**(C) 2018-2019 by Damir Cavar**

**Version:** 0.2, September 2019

**Download:** This and various other Jupyter notebooks are available from my GitHub repo.

This is a tutorial related to the L665 course on Machine Learning for NLP focusing on Deep Learning, Spring 2018 at Indiana University.

The following material is based on *Linear Algebra Review and Reference* by Zico Kolter (updated by Chuong Do) from September 30, 2015. This means, many passages are literally copied, many are rewritten. I do not mark sections that are added or different. Consider this notebook a extended annotation of Kolter's (and Do's) notes. See also James E. Gentle (2017) Matrix Algebra: Theory, Computations and Applications in Statistics. Second edition. Springer. Another good resource is Philip N. Klein (2013) Coding the Matrix: Linear Algebra through Applications to Computer Science, Newtonian Press.

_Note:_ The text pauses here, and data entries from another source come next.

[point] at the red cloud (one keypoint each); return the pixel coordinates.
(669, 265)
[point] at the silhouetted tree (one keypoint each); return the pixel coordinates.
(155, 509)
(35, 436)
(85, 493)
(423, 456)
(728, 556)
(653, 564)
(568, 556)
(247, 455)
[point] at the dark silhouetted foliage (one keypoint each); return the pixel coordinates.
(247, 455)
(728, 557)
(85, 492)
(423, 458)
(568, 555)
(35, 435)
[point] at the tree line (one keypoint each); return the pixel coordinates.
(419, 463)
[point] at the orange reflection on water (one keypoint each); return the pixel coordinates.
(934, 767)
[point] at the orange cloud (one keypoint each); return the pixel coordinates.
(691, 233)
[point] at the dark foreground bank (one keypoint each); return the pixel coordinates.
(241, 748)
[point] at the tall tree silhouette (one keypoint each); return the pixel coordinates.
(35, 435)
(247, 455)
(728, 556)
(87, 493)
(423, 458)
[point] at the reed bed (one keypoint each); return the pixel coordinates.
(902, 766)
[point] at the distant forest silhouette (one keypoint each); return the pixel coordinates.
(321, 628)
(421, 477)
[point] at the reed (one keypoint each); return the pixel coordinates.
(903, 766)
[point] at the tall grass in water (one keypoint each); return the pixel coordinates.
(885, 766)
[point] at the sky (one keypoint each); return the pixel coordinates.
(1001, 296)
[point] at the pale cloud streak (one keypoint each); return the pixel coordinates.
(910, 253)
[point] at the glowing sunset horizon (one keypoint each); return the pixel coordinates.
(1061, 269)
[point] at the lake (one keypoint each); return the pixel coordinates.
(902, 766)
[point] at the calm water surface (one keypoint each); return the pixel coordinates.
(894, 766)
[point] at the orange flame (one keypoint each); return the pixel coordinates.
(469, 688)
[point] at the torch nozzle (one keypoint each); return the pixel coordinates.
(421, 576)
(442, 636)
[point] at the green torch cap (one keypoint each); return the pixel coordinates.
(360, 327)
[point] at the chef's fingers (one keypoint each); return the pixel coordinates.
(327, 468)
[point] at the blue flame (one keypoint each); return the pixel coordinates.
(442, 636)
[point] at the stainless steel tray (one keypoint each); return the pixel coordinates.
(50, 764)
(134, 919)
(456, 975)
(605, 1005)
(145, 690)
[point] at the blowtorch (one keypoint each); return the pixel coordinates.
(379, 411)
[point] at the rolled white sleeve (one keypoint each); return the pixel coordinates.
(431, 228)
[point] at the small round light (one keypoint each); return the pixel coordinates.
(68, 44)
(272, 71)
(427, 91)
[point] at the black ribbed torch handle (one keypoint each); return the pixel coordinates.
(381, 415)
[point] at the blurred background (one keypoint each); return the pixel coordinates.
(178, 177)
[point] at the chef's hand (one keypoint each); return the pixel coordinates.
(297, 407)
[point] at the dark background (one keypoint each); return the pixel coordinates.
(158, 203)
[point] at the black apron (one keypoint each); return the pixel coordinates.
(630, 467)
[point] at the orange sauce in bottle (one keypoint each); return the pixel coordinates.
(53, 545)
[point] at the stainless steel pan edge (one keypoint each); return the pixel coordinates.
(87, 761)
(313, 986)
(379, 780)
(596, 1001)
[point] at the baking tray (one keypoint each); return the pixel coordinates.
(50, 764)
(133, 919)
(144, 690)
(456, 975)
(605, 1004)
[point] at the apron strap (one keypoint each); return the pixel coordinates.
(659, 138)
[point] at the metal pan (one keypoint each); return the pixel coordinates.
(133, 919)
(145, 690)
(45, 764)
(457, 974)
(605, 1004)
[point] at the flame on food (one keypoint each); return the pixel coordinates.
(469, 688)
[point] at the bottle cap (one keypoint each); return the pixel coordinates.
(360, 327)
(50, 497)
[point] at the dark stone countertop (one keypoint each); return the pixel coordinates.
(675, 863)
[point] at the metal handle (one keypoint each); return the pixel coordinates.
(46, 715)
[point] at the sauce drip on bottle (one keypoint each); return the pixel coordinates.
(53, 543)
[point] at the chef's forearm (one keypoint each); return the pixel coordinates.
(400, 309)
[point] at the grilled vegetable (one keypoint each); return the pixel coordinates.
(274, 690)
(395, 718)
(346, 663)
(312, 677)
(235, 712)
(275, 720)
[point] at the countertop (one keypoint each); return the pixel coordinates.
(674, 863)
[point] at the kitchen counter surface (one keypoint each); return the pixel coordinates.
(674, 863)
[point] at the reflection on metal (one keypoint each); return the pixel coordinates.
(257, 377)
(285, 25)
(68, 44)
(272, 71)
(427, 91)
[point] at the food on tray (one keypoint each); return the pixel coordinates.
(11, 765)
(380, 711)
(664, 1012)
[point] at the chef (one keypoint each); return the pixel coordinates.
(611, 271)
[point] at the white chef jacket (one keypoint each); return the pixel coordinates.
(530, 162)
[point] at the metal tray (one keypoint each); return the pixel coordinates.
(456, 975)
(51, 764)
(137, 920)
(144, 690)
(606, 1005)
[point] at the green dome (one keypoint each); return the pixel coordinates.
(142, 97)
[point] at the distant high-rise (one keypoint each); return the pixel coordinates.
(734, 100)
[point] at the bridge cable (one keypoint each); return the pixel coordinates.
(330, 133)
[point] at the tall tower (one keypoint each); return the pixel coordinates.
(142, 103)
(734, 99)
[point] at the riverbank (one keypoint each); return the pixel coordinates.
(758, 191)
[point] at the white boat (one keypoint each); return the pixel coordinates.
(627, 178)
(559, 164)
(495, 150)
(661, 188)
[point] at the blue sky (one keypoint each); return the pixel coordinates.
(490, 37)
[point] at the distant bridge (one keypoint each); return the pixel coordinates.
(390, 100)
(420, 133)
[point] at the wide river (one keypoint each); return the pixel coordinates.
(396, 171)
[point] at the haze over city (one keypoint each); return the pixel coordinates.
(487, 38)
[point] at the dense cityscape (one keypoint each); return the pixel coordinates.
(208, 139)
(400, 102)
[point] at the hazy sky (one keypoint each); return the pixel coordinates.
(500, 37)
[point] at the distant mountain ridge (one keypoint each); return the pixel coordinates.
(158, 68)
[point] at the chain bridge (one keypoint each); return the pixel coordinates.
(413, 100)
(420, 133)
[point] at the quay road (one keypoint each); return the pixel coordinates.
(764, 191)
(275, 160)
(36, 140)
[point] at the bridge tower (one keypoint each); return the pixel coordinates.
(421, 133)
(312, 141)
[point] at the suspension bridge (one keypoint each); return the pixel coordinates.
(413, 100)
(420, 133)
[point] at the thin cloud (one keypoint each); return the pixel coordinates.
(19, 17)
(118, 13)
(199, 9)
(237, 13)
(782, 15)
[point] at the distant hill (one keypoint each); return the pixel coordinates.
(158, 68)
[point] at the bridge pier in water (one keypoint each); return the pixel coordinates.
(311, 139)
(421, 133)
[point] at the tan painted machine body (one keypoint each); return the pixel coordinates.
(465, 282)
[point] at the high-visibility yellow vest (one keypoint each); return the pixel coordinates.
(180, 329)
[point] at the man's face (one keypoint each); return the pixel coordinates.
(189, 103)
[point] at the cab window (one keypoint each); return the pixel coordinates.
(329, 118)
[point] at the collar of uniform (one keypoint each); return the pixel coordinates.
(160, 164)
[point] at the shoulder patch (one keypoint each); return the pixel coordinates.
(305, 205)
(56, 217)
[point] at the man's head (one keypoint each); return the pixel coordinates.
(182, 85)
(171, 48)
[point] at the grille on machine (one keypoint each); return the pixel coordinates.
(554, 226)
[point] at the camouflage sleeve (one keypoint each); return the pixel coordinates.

For an alternative tutorial on that topic see also the HMC Mathematics Online Tutorial on Eigenvalues and Eigenvestors.

See for the introduction to Linear Algebra the Notebook "Linear Algebra".

**Introduction in Philip Klein's Coding the Matrix:** Chapter 12

Assume, we have two interest bearing accounts. The first gives an interest rate of 5%, the second a 3% interest, with annual compound.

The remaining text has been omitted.